In Preparation for submission to Soil Science Society of America Journal.
## Properties included in SOLUS100 dataset
Twenty different soil properties were mapped for SOLUS100. All properties were defined consistently with U.S. Soil Survey Geographic Database (SSURGO)
standards. These properties are listed in the table below, but more detailed descriptions can be found in SSURGO documentation.
| Property |SSURGO code | Units | Notes |
| ------------------------ | ---------- | ----------- | ------------------------------------------------ |
| Clay |claytotal | % mass | |
| Silt |silttotal | % mass | |
| Sand |sandtotal | % mass | |
| Very fine sand |sandvf | % mass | |
| Fine sand |sandfine | % mass | |
| Medium sand |sandmed | % mass | |
| Coarse sand |sandco | % mass | |
| Very coarse sand |sandvc | % mass | |
| Depth to bedrock |anylithicdpt*| cm | Depth to lithic of paralithic contact |
| Depth to restriction |resdept | cm | Depth to layer that limits air, water, or roots |
| pH |ph1to1h2o | -log[H+] | 1:1 method |
| Rock fragments |fragvol | % vol. | Particles >2mm, whole soil basis |
| Bulk Density |dbovendry | g cm<sup>-3</sup> | Oven dry bulk density |
| Calcium carbonate |caco3 | % mass | |
| Gypsum |gypsum | % mass | |
| CEC at pH7 |cec7 | meq / 100g | Cation Exchange Capacity (CEC) <2mm fraction |
| ECEC |ecec | meq / 100g | Effective CEC |
| Soil organic carbon |soc | % mass | |
| Sodium Adsorption Ratio |sar | unitless | Ratio of [Na]/([Ca]+[Mg]) in Saturated Paste |
| Electrical conductivity |ec | dS / m | Saturated paste |
*New theme created from specified lithic or paralithic restrictions to estimate bedrock depth.
# General Workflow for SOLUS100
![alt text](exec/figs/Fig1_Workflow_png.png "Process workflow for selecting training data, model building, and model performance assessment..")
SOLUS100 process workflow for selecting training data, model building, and model performance assessment.

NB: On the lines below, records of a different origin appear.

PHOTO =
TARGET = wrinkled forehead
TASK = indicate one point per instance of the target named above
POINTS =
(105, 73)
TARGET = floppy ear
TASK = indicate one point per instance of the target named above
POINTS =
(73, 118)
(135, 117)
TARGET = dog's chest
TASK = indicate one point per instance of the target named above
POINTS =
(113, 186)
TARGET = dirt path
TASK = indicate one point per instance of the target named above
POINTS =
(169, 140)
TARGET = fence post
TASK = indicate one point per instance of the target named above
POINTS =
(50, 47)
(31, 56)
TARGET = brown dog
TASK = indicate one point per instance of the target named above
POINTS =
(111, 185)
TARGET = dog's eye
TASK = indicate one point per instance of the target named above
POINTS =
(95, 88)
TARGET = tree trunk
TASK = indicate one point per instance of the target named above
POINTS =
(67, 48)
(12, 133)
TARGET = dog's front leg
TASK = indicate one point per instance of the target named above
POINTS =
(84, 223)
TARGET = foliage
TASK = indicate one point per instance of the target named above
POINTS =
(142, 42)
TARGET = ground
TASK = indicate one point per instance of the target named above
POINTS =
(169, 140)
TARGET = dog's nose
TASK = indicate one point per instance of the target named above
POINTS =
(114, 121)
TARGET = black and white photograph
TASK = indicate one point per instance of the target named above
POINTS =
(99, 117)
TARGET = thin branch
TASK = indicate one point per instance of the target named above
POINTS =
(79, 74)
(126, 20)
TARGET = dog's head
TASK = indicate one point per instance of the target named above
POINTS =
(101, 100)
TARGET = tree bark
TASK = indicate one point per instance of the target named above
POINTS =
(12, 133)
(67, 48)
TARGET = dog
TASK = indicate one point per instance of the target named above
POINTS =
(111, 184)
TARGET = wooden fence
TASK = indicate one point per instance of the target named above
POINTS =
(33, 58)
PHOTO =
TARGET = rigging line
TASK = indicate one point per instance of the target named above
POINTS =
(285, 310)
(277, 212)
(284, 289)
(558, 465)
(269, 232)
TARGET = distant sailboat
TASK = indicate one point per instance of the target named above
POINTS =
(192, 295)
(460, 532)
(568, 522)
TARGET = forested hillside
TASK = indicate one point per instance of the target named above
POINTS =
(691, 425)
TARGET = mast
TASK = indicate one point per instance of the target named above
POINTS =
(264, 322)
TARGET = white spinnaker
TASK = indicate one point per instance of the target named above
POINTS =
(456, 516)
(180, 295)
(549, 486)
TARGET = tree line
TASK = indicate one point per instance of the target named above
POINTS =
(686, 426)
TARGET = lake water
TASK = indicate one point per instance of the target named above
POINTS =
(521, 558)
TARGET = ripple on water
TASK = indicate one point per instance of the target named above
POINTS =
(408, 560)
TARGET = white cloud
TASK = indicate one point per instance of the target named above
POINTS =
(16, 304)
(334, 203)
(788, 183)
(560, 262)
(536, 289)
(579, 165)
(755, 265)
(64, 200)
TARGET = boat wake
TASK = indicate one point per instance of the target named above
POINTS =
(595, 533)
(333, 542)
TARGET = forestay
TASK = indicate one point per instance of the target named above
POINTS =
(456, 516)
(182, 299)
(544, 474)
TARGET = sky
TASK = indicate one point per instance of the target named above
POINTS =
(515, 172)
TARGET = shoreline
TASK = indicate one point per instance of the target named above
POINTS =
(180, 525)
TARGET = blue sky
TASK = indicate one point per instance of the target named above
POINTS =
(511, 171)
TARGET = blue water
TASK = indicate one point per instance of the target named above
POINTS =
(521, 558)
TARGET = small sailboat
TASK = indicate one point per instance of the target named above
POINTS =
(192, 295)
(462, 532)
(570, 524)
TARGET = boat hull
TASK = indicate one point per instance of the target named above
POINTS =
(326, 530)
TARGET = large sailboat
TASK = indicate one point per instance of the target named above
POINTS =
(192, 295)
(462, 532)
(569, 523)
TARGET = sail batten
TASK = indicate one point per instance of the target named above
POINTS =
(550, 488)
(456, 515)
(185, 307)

SOLUS100 combines several different types of training data to increaase model inference. A selection process was used to ensure that inclusion of new tiers of data did not degrade model quality.
This included both incrementally adding different types and ages of data. Both source of data and uncertainty of geolocation information were assessed in a data grid test of adding progressively
more data to models starting with the highest quality and incrementally adding data with more and more uncertainty. Both out-of-bag R<sup>2</sup> and a global uncertainty summery (mean relative prediction interval)
were used to rank models with various combinations of training data to select the optimal tiers of training data. Random forest models were fit for every property at every depth in this fashion.
Models were created for point depths (as opposed to interval) at 0, 5, 15, 30, 60, 100, and 150 cm excepting soil depth to restriction and bedrock.
# Structure of DSMprops repository
This repository is structured to include both an R package ([R](R/) and [man](man/) folders) and workflow documentation ([exec folder](exec/)). The R package portion includes common functions used extensively in workflows and includes cross-validation, spatial cross-validation,
weighting schemes, global uncertainty estimation, point extraction of raster values, and validation statistical summaries. The workflow folder includes a number of subfolders with scripts documenting steps taken in preparing input data, building models, and houses other supporting files.